Phelps on His Evolving Approach to Building
When I asked Phelps how his approach as a builder has shifted as the industry has changed, he pointed to one major evolution in his thinking. Early on, he was fascinated by the reputational data blockchains could produce, the idea that votes, signals, and preferences recorded onchain could become as valuable as the financial layer. He imagined fan communities forming DAOs from their shared support in contests, or even dating apps powered by thousands of preference signals across categories.
But over time, he’s come to accept that reputation is downstream of financial incentives. “It’s not that reputation isn’t there,” he says. “It only happens if people are financially incentivized to participate in the first place.” The key UX that crypto uniquely provides, in his view, is the ability to earn. That’s what gets people through the door. Without it, you might as well build a Web2 product with good UX.
That realization has shaped JokeRace’s positioning in what Phelps calls “distribution-fi.” For JokeRace, adding financial incentives to things like demo days or community events doesn’t just drive participation, it creates a durable record. Voters have a reason to learn about projects, support their favorites, and then discover communities they might join. On the other side, leaders and investors can use JokeRace contests as a kind of living leaderboard: a snapshot of what’s resonating in the market, anchored by both attention and money.
“In some ways, it’s like Product Hunt with money,” Phelps explains. The difference is that the financial layer makes it harder to game the system and protects against bots, while also rewarding the very people who engage most.
Zooming out, he’s encouraged to see more attention on apps that generate actual revenue and real usage, rather than endlessly layering infrastructure on top of itself.
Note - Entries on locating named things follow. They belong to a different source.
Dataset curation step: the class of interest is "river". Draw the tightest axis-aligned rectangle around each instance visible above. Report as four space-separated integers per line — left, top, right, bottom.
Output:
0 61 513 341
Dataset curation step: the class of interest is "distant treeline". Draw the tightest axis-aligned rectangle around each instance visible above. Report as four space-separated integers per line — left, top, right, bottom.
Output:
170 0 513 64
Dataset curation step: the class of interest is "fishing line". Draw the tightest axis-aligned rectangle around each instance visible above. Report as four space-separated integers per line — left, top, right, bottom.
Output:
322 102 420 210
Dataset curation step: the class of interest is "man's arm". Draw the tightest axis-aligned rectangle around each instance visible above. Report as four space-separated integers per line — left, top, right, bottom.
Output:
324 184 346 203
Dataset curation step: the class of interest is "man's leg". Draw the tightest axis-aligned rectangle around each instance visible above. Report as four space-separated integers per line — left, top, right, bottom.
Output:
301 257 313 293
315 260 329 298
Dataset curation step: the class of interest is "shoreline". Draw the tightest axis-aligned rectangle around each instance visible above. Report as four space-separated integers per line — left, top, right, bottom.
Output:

Platforms like PumpFun and Hyperliquid have shown that crypto apps can make money, and that without end users, the rest of the stack doesn’t matter. “Everyone is coming around to the fact that you need end users with revenue,” he says. “App builders have been saying this for years.”
Building Where It Matters
Crypto has no shortage of noise. The past few years have seen waves of hype cycles, infrastructure experiments that never touched an end user, and founders who mistook their Twitter following for proof of substance. The space rewards attention, but lasting companies are built on something else entirely: vision, execution, and the stamina to keep going even when the spotlight moves elsewhere.
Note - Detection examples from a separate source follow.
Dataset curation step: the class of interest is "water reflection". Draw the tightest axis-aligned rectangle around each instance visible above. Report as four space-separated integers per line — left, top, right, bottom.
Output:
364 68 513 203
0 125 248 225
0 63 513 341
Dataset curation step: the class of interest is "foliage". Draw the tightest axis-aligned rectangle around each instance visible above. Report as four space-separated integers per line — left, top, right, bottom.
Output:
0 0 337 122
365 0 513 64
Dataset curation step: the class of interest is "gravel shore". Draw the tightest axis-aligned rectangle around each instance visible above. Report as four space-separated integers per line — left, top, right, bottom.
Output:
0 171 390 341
David Phelps embodies that balance. His work on JokeRace is at once playful and serious—a reminder that crypto’s roots lie in communities having fun together and that fun itself can be a powerful distribution mechanism.
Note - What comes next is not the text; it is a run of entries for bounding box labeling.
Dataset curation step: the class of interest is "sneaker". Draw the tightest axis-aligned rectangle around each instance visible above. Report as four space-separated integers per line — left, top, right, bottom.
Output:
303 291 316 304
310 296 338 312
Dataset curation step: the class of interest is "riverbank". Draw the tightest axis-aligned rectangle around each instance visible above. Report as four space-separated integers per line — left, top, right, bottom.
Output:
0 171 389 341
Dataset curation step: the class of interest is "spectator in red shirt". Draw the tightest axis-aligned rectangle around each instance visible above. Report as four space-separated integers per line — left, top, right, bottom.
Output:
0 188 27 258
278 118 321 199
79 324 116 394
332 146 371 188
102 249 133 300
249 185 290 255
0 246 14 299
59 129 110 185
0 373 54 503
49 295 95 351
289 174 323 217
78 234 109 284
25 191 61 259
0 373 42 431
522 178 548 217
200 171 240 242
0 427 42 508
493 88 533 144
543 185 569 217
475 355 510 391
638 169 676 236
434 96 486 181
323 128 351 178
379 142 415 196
What stands out most is how much of Phelps himself is baked into the product. He pets his cats, shitposts, sketches designs, and refreshes contests obsessively. He works with a small team where everyone matters. And he admits his weaknesses openly, leaning on peers who balance him out. This isn’t a founder chasing the meta. It’s someone who’s unapologetically himself, building the thing he wants to use, the way he thinks it should exist.
That kind of conviction has historically produced some of the world’s most transformative applications. If crypto is going to move past infra-for-infra and into apps people actually love, it will be because of founders like Phelps—builders with a clear vision, real grit, and a bias for creating things that are fun, meaningful, and new.
When they win, the whole industry moves forward.